Какая-то ледяная рука сжала сердце Марка. В мгновение ока он оказался у окна… Померещилось ему, что ли, или у него тяжкий бред? Нелли расстегнула платье, и лунный свет озарял ее выпуклый, круглый как шар живот, блестевший, как гладко отполированный мрамор.
— Ты… Ты беременна! — завопил он.
— И я так думаю. И завтра как раз исполняется девять месяцев с того дня, как яхта пошла ко дну. На твоем месте я бы озаботилась поисками подходящей клиники…
VII
Если у берегов реки Див и была плохая репутация, то по причине ужасных нравов ее обитателей. Дело было не только в том, что там вечно слонялись банды местной шпаны, подростков и вполне взрослых парней, устраивавших на дорогах засады и грабивших припозднившихся прохожих и автолюбителей, но еще и в том, что дурной «славой» пользовались дочери местных жителей, эти малолетние шлюхи, едва-едва сформировавшиеся как женщины. Они всегда ходили по двое и по трое, страшненькие, даже отвратительные, потому что их лица были изуродованы шрамами, так как их «учили уму-разуму» при помощи ножа или лезвия бритвы. Они внезапно появлялись из зарослей тростника в пустынном месте. За небольшую плату прохожий или автомобилист мог заиметь «небольшое приключение» с одной из опытных девиц, а за чуть большую плату он мог заполучить и юную девственницу, с которой мог развлечься на заднем сиденье только что угнанной машины. Родители «милого создания» обычно находились где-нибудь поблизости. По субботам и воскресеньям эти шлюшки заявлялись в Лумьоль, чтобы погадать лумьольцам, предсказать им судьбу, составить гороскопы, а на деле, чтобы поторговать собой и поиздеваться над добропорядочными горожанами. С одной стороны, лумьольцы их презирали и ненавидели, с другой же стороны, сколь страстно ненавидели, столь и страстно желали. И в конце концов получалось так, что эти девки и их семейки захватывали власть во многих коммунах и повсюду уже в открытую приставали ко всяким простофилям, которых знали наперечет, и выколачивали из них денежки. Марк Лупьен тоже не избежал этой участи, но очень быстро решил с этим делом завязать; он боялся, что его могут порезать ножами.

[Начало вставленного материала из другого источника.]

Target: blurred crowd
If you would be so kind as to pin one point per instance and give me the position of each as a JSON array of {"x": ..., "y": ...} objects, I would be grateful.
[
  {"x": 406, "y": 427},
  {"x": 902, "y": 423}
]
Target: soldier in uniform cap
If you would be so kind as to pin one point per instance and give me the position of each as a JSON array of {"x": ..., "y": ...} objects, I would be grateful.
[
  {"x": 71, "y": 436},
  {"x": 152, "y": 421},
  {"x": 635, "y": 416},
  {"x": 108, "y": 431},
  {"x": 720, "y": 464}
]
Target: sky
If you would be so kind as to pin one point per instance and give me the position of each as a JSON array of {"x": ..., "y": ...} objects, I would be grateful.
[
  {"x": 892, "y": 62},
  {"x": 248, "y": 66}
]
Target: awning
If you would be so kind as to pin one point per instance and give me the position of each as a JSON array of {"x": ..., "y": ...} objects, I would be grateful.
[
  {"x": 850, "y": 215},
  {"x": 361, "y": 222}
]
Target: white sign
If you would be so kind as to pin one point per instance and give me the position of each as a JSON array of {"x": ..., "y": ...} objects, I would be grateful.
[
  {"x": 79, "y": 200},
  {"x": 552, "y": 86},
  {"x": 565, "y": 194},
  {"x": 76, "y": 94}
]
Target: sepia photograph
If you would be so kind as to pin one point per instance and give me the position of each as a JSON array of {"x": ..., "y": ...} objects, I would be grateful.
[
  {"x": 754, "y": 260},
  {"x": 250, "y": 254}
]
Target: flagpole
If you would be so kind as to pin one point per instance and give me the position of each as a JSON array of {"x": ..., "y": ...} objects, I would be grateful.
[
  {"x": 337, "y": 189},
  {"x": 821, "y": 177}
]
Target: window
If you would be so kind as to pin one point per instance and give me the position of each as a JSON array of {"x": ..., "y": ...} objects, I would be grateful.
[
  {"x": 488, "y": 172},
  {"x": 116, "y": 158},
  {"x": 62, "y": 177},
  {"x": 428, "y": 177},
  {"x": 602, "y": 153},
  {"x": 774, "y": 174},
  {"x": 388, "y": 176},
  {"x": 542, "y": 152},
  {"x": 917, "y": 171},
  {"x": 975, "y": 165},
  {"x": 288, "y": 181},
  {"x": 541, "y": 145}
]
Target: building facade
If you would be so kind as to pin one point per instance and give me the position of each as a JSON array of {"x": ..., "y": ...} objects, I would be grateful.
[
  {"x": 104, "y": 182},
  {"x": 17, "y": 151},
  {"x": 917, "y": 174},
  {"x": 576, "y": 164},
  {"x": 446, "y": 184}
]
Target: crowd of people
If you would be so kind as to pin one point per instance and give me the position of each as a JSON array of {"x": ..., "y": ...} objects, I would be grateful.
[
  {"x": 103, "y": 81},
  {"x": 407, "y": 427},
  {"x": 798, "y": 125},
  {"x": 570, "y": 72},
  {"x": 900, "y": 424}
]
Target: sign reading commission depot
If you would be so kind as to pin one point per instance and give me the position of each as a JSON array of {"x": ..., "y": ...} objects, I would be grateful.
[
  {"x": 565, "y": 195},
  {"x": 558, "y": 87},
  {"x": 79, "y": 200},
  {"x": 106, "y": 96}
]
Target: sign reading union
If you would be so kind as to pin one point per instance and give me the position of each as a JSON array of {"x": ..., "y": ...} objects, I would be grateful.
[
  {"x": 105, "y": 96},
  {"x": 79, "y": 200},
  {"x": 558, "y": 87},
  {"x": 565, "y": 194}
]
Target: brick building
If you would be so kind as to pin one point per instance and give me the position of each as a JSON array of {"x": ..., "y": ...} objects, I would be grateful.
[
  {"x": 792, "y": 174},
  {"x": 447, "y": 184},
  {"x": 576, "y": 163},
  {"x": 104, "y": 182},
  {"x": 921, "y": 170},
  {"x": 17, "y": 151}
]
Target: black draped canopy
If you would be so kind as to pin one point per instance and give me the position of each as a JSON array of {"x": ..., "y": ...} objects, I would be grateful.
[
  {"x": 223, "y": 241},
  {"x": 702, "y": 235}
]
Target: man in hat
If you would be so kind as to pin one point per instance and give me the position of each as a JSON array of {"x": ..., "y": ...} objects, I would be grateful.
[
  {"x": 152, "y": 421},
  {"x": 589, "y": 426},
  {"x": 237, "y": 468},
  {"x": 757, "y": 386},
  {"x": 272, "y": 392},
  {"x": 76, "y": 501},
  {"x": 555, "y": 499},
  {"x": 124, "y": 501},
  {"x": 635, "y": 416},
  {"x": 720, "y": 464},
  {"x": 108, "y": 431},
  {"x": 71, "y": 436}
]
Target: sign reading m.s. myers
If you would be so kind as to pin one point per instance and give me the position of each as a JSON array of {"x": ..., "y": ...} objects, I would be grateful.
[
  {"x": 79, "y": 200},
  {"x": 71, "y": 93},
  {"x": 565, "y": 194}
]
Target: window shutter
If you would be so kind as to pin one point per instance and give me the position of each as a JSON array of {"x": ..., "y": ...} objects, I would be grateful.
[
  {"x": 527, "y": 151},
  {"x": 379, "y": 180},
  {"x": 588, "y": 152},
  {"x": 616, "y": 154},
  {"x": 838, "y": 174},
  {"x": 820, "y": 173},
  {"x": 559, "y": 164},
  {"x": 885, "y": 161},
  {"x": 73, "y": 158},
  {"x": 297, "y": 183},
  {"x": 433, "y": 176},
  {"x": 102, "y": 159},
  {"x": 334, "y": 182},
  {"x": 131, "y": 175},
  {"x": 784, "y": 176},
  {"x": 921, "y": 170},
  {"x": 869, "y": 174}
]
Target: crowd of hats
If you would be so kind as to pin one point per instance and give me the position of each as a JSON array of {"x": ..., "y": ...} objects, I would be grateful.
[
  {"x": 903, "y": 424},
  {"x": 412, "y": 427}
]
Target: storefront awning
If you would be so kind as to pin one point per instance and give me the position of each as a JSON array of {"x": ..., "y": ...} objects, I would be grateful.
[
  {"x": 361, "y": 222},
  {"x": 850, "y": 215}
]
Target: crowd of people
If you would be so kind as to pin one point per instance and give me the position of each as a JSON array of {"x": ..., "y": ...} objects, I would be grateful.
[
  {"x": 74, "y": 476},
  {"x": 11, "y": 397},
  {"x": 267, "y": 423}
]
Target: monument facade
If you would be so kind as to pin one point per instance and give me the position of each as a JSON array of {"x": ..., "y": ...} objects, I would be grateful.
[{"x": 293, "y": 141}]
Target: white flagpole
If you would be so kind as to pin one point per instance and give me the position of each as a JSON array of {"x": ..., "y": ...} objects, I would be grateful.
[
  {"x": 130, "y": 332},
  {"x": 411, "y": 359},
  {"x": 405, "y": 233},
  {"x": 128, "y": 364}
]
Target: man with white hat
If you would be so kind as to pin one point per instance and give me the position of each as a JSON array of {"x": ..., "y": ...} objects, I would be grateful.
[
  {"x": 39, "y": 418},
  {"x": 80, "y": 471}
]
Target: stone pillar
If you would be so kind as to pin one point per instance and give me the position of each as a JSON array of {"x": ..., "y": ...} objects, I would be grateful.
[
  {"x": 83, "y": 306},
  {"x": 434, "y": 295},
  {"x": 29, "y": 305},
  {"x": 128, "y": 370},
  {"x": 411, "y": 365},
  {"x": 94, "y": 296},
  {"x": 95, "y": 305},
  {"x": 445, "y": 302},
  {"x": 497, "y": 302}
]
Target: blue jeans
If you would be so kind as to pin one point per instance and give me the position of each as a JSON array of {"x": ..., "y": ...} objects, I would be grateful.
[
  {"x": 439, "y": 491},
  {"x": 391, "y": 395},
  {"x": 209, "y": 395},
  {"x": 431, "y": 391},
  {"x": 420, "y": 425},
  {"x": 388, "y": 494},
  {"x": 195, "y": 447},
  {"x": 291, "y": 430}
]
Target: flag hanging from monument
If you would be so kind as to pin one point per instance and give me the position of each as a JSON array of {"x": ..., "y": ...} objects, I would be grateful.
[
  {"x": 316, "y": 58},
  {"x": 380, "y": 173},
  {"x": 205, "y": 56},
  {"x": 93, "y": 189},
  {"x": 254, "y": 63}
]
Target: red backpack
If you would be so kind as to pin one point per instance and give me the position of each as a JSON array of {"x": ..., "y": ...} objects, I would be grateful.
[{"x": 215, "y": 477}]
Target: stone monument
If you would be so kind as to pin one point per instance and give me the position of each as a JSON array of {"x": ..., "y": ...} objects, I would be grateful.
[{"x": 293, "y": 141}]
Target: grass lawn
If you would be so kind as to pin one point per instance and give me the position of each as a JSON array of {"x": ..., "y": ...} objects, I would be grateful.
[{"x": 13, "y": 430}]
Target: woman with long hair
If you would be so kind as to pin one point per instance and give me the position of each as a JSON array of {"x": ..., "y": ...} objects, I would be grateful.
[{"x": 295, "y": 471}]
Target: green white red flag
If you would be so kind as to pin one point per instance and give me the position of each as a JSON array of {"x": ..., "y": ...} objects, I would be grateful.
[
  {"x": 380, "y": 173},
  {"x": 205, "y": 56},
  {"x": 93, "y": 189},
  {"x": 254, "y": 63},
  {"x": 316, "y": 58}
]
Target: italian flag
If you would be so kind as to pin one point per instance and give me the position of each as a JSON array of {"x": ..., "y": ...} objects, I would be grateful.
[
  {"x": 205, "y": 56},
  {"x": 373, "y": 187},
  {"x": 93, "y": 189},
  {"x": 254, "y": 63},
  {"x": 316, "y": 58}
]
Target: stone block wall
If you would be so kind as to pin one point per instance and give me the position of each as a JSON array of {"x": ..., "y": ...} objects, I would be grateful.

В ту ночь, когда Нелли двумя пальчиками брезгливо взяла его руку, как берут грязную лапу какого-нибудь мерзкого презренного животного и почти оттолкнула от себя, нет, вернее, почти отбросила, не говоря ни слова, он отправился на берег реки, движимый желанием получить нож в спину между лопатками, да пусть даже и не нож, а любую железяку. Она, оказывается, думала, что он согласится на такие условия: она будет спать наверху, а он — внизу. Это надо же придумать: ее живот и местечко между ног будут возлежать наверху, а его член будет валяться внизу! Нет, уж лучше сдохнуть! Она думала, что он сейчас ей уступит, сдастся, что он начнет извиняться, просить прощения, что он окажется таким олухом, что взвалит себе на спину долг за потопленную яхту, будет каяться и говорить: «Это я виноват, Нелли, прости меня, я больше не буду. По моей вине ты ждешь ребенка от другого, по моей вине ты не постеснялась притащить этого испанца прямо ко мне под нос, он тобой попользовался, ты им попользовалась, вы с ним снюхались, как две поганые псины, вы вдоволь натешились друг другом, вы занимались любовью и назанимались досыта… Какой ужас! Это моя вина, что он заставил тебя вопить от страсти под собой, это я виноват, что у меня сейчас яйца и член огнем горят!» Он хотел все разбить, все разнести в клочья. И вот поэтому он шел по берегу реки, не ведая куда, кляня на чем свет стоит луну, такую же круглую, как брюхо беременной бабы.
Он пропадал пять дней; он нашел себе двух козявок четырнадцати и пятнадцати лет от роду, завалился с ними в какой-то фургончик по доставке продуктов на дом и принялся там накачиваться спиртным так, что упился в стельку. После того как он осушил шесть полных коробок с бургундским, а следом выдул разом литр мадеры, после того как язык у него распух до такой степени, что уже не ворочался во рту, Марк вернулся домой. Нелли в доме он не обнаружил, но ее вещички валялись повсюду: шарф, щетка для волос, рюкзачок, а на полочке над раковиной стоял флакон перекиси водорода для обесцвечивания волос.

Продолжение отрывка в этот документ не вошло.